Sustained internalization of the hepatocanalicular transporter multidrug resistance-associated protein 2 (Mrp2) in cholestasis leads to its exacerbated proteasomal degradation.

MEDEOT A.C.; ANDERMATTEN R.B.; SALAS G.; SCHUCK V.S.; BAROSSO I.R.; CROCENZI F.A.; ROMA M.G.

Mar del Plata

Congreso; Reunión de Sociedades de Biociencias (SAIC, SAI, SAFIS) 2022; 2022

SAIC, SAI, SAFIS

Exacerbated endocytosis of canalicular carriers, including Mrp2, is a main mechanism involved in cholestasis, as has been shown with the model cholestatic agent, taurolithocholate (TLC) (Crocenzi et al. Gut 52: 1170, 2003). We hypothesized that this exacerbated internalization is followed by accelerated degradation, thus explaining the unchanged carrier protein expression despite increased synthesis observed in chronic cholestatic diseases. We therefore tested here whether sustained Mrp2 internalization leads to accelerated degradation, and if so, which degradation mechanism is involved. Mrp2 protein expression was quantified by Western blot in sandwich-cultured rat hepatocytes (SCRH) incubated with TLC (2.5 μM), or vehicle (DMSO) in controls (C), in the presence of cycloheximide to block “de novo” Mrp2 synthesis. TLC exposure for 12 hs induced no change in Mrp2 expression as compared to C, whereas a significant decrease was observed at 24 h (69±4%; n=7) and 48 h (66±8%; n=3); p<0.05 vs. C. Pretreatment with the proteosomal inhibitor MG132 (10 μM) for 30 min, followed by TLC exposure for 24h, fully prevented this decrease (TLC: 68±4%, p<0.05 vs. C; MG132: 92±7 %; MG132+TLC: 106±6%, p<0.05 vs TLC; n=3). A similar pattern was observed by Mrp2 immunostaining followed by confocal microscopy. This prevention was not observed when SCRH were pretreated with the lysosomal inhibitor pepstain A (50 μM). Mrp2 transport function assays were carried out by preloading SCRHs with chloromethylfluorescein diacetate (CMFDA), and measuring the initial transport rate (ITR) of its fluorescent metabolite, GSH-S-methylfluorescein (GS-MF), a Mrp2 substrate.

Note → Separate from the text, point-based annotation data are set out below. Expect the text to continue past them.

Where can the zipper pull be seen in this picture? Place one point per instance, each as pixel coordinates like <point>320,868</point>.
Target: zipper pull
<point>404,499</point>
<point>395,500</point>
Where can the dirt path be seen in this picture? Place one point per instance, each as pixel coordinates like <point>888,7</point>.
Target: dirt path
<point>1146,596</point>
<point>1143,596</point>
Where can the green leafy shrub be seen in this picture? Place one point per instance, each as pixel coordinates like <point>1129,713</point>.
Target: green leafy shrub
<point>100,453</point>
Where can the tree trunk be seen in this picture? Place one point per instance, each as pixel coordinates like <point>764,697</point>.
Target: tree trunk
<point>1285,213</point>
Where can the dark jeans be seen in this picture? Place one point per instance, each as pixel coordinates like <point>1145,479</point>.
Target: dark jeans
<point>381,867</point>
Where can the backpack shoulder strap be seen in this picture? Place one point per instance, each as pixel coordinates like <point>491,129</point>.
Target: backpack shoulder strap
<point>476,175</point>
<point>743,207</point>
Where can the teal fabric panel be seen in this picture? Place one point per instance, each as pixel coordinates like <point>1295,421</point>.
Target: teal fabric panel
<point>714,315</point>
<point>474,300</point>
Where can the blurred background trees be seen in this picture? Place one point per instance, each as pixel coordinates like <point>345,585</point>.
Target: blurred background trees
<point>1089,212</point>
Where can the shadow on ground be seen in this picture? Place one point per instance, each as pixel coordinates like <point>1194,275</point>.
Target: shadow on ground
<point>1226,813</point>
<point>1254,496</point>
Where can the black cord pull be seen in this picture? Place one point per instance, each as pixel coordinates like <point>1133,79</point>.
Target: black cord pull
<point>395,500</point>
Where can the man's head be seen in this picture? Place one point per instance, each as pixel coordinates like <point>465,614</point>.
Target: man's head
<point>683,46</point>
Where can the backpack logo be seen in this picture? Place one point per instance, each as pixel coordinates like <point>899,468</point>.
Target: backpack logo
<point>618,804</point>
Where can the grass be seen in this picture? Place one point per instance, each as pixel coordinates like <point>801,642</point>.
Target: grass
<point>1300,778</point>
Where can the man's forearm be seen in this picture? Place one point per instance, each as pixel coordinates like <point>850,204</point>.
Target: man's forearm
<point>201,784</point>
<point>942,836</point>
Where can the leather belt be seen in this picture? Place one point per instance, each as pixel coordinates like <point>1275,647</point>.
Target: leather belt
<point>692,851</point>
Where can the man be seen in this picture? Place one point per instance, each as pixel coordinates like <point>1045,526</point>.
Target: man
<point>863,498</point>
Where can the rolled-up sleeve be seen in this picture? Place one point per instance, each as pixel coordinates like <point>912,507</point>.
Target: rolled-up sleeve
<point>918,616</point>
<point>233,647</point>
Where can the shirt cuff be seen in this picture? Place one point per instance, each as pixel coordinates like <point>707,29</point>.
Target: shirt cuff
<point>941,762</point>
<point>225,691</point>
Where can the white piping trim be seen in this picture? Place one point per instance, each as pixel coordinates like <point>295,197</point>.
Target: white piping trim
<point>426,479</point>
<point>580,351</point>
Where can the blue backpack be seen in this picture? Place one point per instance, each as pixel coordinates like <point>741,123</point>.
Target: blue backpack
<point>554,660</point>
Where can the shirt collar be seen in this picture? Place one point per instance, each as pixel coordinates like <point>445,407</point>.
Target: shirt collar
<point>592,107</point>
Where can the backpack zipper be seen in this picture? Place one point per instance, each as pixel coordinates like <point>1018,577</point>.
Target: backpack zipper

ITR, expressed as percent of C, was reduced by TLC (-25%), and this effect was prevented by MG132 (+6%). We conclude that sustained endocytosis of Mrp2 in cholestasis leads to its exacerbated proteosomal degradation. This finding could be relevant to understand the impairment of hepatocanalicular transporters in chronic cholestasis.